Karinya

## Amateur Radio (G3TXQ) - Twin Feed experiment

The HexBeam pages on this web site recommend that low impedance feedline be used for interconnecting the various wire elements of the antenna. 50 Ohm coax is the usual choice, although coaxial cable can be difficult for the novice constructor to terminate neatly. Twin Feed would make construction a little easier, but it is only available commercially with characteristic impedances (Zo) of 300 Ohms or 450 Ohms - too high for the HexBeam application. Hence my interest in home-constructed low-impedance Twin Feed transmission line.

The usually-quoted approximation for the characteristic impedance of twin-feed with air as the dielectric is:

Zo = 120 Ln( 2*b/a)

where b is the centre-to-centre spacing of the wires and a is their diameter. However this expression is only valid for Zo > 200 Ohms; for lower values of Zo the more-complete formula is required:

Zo = 120*ArcCosh(b/a)

or if you wish to avoid the inverse hyperbolic function:

Zo = 120*(2*Ln(Sqrt(b/a-1)+Sqrt(b/a+1))-Ln(2))

I have produced a simple spreadsheet which calculates Vf and Zo using this formula. Either formula shows that decreasing the ratio b/a will reduce Zo. This suggests that low impedance Twin Feed could be constructed by placing side-by-side 2 large diameter wires which have relatively thin insulation. Stripping the insulation from one of the wires would reduce the spacing even further. This approach is shown in the two photographs on the right, and is often quoted as a simple way of producing a low impedance line.

I searched the electrical section of my local DIY store for suitable cable. Standard 6mm² UK earth wire seemed to have a high ratio of conductor diameter (3mm) to insulation thickness (0.9mm), so I purchased a short length with which to experiment. One wire was stripped of insulation and tied closely to the insulated wire with plastic tie-wraps every 100mm. The resulting Twin Feed had a measured Zo of 88 Ohms - very close to the predicted value of 90 Ohms for a pair of wires with this spacing and an air dielectric. It might be expected that the dielectric constant of the insulation would reduce Zo significantly; it doesn't, because it forms a relatively small part of the total dielectic material in which the field is contained.

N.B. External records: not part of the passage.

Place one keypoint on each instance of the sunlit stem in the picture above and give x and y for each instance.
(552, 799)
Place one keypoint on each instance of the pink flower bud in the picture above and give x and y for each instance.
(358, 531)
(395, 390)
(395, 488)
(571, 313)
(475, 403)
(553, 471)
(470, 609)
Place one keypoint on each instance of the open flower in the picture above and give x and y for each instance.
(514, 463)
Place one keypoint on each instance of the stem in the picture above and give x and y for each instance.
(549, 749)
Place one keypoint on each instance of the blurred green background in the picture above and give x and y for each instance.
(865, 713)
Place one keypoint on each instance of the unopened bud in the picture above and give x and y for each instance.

It is clear that producing a Zo as low as 50 Ohms is challenging - the ratio b/a needs to be 1.088. The obvious solution is to use even thicker wire, but this makes the Twin Feed difficult to handle because of its stiffness. At this point I realised that using the braid of coaxial cable such as RG-58 might provide a solution: compared to its jacket thickness, its braid diameter is large and yet it is easy to handle.

The predicted Zo for Twin Feed using lengths of RG-58 (3.3mm braid, 4.8mm jacket) is between 64 Ohms and 110 Ohms, depending on what proportion of the field is contained within the PVC jacket. I measured the Zo as 73 Ohms and the Velocity Factor as 0.66, suggesting that the effective Dielectric Constant is about 2.3 (compared to 3 for PVC alone). But RG-58 is not an ideal choice: PVC makes a relatively lossy RF dielectric, and there is some evidence that manufacturers load their PVC jackets with carbon to make them more UV stable. There are better choices.

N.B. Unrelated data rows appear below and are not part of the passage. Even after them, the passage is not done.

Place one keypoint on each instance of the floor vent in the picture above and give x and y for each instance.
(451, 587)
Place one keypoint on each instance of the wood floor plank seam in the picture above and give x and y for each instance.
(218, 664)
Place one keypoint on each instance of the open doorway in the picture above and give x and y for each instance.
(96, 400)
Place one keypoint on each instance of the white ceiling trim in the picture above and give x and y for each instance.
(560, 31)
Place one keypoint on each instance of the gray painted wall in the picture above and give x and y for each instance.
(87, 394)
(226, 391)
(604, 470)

A comment by KD7NM pointed me in the direction of RG-400. It is a similar size to RG-58 but its Flourinated Ethylene Propylene (FEP) jacket makes a better RF dielectric. It is much less lossy than PVC, and although its Dielectric Constant is lower at 2.1 this is offset by the jacket being thinner. The photograph on the right shows a cross section of an experimental length of Twin Feed formed by placing two lengths of RG-400 inside heatshrink tubing.

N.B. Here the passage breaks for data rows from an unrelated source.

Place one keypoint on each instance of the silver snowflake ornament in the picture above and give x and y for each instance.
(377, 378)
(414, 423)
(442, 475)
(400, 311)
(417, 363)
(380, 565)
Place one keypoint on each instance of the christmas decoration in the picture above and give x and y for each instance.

The predicted Zo for Twin Feed using lengths of RG-400 (3.9mm braid, 4.9mm jacket) is between 58 Ohms and 84 Ohms, depending on what proportion of the field is contained within the FEP jacket. I measured the Zo as 68 Ohms and the Velocity Factor as 0.79, suggesting that the effective Dielectric Constant is about 1.6 (compared to 2.1 for FEP alone). Interestingly the ratio of the effective Dielectric Constant to the jacket Dielectric Constant is exactly the same as for the RG-58 case - a result we might have anticipated because the geometries are very similar. Although the Zo is not as low as the target 50 Ohms, this Twin Feed would be acceptable for the HexBeam application. Stripping the jacket from one of the cables would further reduce the Zo to about 58 Ohms

Given that the air surrounding the jackets forms a significant part of the total dielectric, we might expect that any water on the jackets could affect the characteristics of the cable. I took a short length of the "twin RG-400", placed a load resistor across one end, and measured the input impedance with the cable dry: it was 104 Ohms. I then sprayed the cable with water. The impedance immediately dropped by 30 Ohms to 74 Ohms. As it dried out the impedance slowly climbed - after 5 hours it had reached 98 Ohms and it finally recovered to 104 Ohms after 12 hours.

We conclude that it is possible to fabricate low characteristic impedance Twin Feed, but:

• Cables must be chosen very carefully. They should have large diameter conductors and thin insulating jackets. Close attention should be paid to the RF characteristics of the jacket material - it should be low loss and have high dielectric strength if it is required to handle high powers. PVC is not a good choice.
• Steps should be taken to protect the Twin Feed from rain in applications where stability of the Characteristic Impedance is important.